Can you post the lxc profile ls

That “-p” parameter can be “-s”
Thanks.

muhfiasbin · December 28, 2021, 1:14am

Nope, i am sure “-p” is the right parameter, I create a profile called ssd too.

ubuntu@node1:~$ lxc profile ls
+---------+---------+
|  NAME   | USED BY |
+---------+---------+
| default | 0       |
+---------+---------+
| ssd     | 0       |
+---------+---------+
ubuntu@node1:~$ lxc profile show ssd
config: {}
description: LXD SSD Ceph Storage
devices:
  eth0:
    name: eth0
    network: lxdfan0
    type: nic
  root:
    path: /
    pool: ssd
    size: 40GB
    type: disk
name: default
used_by: []

I have also tried to create a container and it worked.

ubuntu@node1:~$ lxc init ubuntu:20.04 -p ssd
Creating the instance
Instance name is: deciding-finch
ubuntu@node1:~$ lxc list
+----------------+---------+------+------+-----------+-----------+----------+
|      NAME      |  STATE  | IPV4 | IPV6 |   TYPE    | SNAPSHOTS | LOCATION |
+----------------+---------+------+------+-----------+-----------+----------+
| deciding-finch | STOPPED |      |      | CONTAINER | 0         | node1    |
+----------------+---------+------+------+-----------+-----------+----------+

cemzafer · December 28, 2021, 1:55pm

Sorry for the delay, can you set the debug mode and inspect output for the suspicious instead look at the output of the container with --debug parameter. lxc start deciding-finch --debug
snap set lxd daemon.debug=true
systemctl reload snap.lxd.daemon

Regards.

muhfiasbin · December 30, 2021, 2:30pm

I set debug on the LXD Daemon with snap set lxd daemon.debug=true, then reload the service.
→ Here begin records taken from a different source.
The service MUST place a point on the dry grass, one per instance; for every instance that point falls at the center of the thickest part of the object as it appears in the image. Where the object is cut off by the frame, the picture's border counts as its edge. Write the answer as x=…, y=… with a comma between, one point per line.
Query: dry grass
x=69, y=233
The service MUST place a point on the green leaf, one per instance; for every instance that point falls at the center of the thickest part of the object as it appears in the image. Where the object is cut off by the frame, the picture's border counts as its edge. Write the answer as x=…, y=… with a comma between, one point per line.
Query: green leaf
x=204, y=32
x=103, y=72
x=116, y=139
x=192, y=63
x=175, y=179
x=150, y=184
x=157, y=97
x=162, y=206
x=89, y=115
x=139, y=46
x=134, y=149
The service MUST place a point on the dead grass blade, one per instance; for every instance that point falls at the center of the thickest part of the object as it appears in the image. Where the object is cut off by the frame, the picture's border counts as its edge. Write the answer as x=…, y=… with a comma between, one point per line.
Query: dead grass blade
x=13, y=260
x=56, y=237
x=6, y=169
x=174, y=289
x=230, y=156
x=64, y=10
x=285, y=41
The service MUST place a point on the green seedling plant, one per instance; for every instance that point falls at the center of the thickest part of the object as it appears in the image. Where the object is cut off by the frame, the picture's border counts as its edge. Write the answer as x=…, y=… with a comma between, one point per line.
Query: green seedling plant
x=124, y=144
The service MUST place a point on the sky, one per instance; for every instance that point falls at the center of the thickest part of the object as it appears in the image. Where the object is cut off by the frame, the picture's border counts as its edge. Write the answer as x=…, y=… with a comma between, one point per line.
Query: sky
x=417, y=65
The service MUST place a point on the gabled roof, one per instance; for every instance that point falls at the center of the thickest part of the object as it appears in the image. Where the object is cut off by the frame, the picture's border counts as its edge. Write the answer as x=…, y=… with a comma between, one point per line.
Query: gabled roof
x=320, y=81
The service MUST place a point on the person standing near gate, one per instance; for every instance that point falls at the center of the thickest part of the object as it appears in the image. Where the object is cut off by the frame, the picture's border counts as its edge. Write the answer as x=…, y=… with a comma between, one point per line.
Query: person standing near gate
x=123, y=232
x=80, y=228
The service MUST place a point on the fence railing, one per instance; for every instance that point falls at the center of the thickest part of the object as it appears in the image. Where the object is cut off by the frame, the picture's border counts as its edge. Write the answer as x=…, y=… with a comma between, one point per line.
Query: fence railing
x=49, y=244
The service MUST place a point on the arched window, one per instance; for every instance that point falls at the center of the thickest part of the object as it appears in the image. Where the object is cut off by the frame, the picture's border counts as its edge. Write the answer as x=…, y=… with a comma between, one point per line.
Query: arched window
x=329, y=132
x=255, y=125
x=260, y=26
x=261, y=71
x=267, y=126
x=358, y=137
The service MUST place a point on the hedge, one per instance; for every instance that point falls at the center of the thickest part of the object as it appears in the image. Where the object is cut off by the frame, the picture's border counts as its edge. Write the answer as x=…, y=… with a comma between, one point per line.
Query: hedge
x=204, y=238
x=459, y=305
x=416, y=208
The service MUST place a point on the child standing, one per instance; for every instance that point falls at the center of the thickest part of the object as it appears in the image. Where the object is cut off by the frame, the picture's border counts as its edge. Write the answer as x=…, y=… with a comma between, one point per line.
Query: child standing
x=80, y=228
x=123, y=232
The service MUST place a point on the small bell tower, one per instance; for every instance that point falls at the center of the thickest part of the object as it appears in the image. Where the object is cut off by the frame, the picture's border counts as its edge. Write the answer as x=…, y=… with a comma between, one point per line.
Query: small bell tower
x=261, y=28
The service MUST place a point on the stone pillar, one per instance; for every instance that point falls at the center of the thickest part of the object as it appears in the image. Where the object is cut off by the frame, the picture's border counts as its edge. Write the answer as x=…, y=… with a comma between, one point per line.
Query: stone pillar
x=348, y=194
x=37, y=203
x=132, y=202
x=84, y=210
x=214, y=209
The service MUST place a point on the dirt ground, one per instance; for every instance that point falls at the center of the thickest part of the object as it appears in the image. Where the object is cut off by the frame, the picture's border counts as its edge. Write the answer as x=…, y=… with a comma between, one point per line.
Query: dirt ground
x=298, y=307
I try again to create container using ocs image :

lxc init so5:ocs ocs -p ssd

and this is the error that appear :

t=2021-12-30T19:56:13+0700 lvl=dbug msg="Failed to run: tar -C /var/snap/lxd/common/lxd/storage-pools/ssd/images/1e763a63ce8b0cff6406d2b69f7aabaed9bf62817c82622af0ceb8b9cadbc7a8 --numeric-owner --xattrs-include=* -zxf -: tar: rootfs/srv/www/ocs/backup/ocs.20170918.tar.xz: Wrote only 9728 of 10240 bytes\ntar: rootfs/srv/www/ocs/backup/ocs.20180309.sql.gz: Cannot write: No space left on device

cemzafer · December 30, 2021, 5:36pm

You have to check it out the storage system, the error message is pretty clear to me. Indeed you can post the storage system as lxc storage show ssd. Plus you posted the status of the profile of ssd how is it possible the name line written as default.
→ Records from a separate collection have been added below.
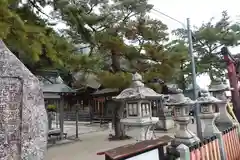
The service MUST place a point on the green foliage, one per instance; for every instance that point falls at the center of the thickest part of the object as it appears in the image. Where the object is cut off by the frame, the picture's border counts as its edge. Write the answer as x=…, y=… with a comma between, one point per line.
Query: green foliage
x=119, y=80
x=29, y=37
x=106, y=33
x=208, y=39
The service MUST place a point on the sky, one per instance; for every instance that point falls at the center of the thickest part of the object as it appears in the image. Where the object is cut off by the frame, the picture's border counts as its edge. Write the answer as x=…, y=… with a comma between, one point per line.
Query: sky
x=198, y=11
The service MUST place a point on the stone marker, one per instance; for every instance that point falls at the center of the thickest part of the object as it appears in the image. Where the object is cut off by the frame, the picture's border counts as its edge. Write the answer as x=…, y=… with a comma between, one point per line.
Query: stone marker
x=23, y=118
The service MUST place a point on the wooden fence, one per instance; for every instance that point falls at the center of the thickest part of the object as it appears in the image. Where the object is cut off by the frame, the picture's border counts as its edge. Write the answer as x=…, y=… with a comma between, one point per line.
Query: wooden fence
x=221, y=146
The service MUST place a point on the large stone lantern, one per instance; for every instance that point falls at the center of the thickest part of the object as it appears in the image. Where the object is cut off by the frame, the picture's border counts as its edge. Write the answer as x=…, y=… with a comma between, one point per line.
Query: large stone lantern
x=218, y=90
x=137, y=100
x=181, y=106
x=208, y=114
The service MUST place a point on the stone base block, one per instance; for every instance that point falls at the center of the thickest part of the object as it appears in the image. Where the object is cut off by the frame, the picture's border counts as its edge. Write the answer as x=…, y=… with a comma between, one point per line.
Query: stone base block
x=165, y=124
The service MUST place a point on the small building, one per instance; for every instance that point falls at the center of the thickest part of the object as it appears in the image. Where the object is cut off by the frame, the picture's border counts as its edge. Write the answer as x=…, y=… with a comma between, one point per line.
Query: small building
x=102, y=105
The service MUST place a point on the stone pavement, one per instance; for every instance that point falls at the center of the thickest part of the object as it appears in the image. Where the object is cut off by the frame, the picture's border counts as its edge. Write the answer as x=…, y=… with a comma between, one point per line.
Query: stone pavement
x=83, y=128
x=91, y=143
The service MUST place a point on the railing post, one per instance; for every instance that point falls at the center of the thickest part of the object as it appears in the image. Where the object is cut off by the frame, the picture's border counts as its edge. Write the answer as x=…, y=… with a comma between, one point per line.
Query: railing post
x=184, y=152
x=221, y=145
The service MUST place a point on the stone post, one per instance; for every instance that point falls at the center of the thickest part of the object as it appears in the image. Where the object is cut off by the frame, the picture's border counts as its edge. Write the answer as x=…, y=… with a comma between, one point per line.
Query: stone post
x=208, y=114
x=181, y=109
x=217, y=88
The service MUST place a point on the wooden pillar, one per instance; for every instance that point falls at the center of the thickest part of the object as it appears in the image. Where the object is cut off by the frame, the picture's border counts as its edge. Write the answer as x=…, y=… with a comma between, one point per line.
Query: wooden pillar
x=61, y=116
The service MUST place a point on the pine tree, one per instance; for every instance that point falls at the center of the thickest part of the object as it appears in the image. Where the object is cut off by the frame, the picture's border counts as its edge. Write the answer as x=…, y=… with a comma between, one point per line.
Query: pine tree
x=207, y=42
x=106, y=34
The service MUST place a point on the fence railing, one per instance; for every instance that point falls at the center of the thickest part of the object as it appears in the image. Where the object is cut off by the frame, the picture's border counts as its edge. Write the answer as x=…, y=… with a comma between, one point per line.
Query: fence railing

ubuntu@node1:~$ lxc profile show ssd
config: {}
description: LXD SSD Ceph Storage
devices:
  eth0:
    name: eth0
    network: lxdfan0
    type: nic
  root:
    path: /
    pool: ssd
    size: 40GB
    type: disk
name: default
used_by: []

Regards.

muhfiasbin · December 31, 2021, 11:22pm

Sorry my bad.

Recently I read this post Ceph storage pool resize image root and found that storage pool has volume.size parameter.

So then I try set lxc storage set ssd volume.size 40GB and then lxc init so5:ocs ocs -p ssd, the container created successully.

cemzafer · January 1, 2022, 6:29am

Perfect @muhfiasbin, please mark as solved.
Regards.

muhfiasbin · January 4, 2022, 10:09am

Thank you very much for your responses.

But, it’s left me with a question how the profile works on resizing the block device.

cemzafer · January 4, 2022, 6:14pm

@muhfiasbin, if you show the lxc storage show ssd and the profile related with the storage we can say something more.
Every containers get all the parameters and characteristics from the profile and also you can specify more than one profile as well. I have tested with my ceph environment and if you dont specify the volume.size the default value is 10GB.
Another thing is you can unset the volume.size and set the profile root size as well.
Regards.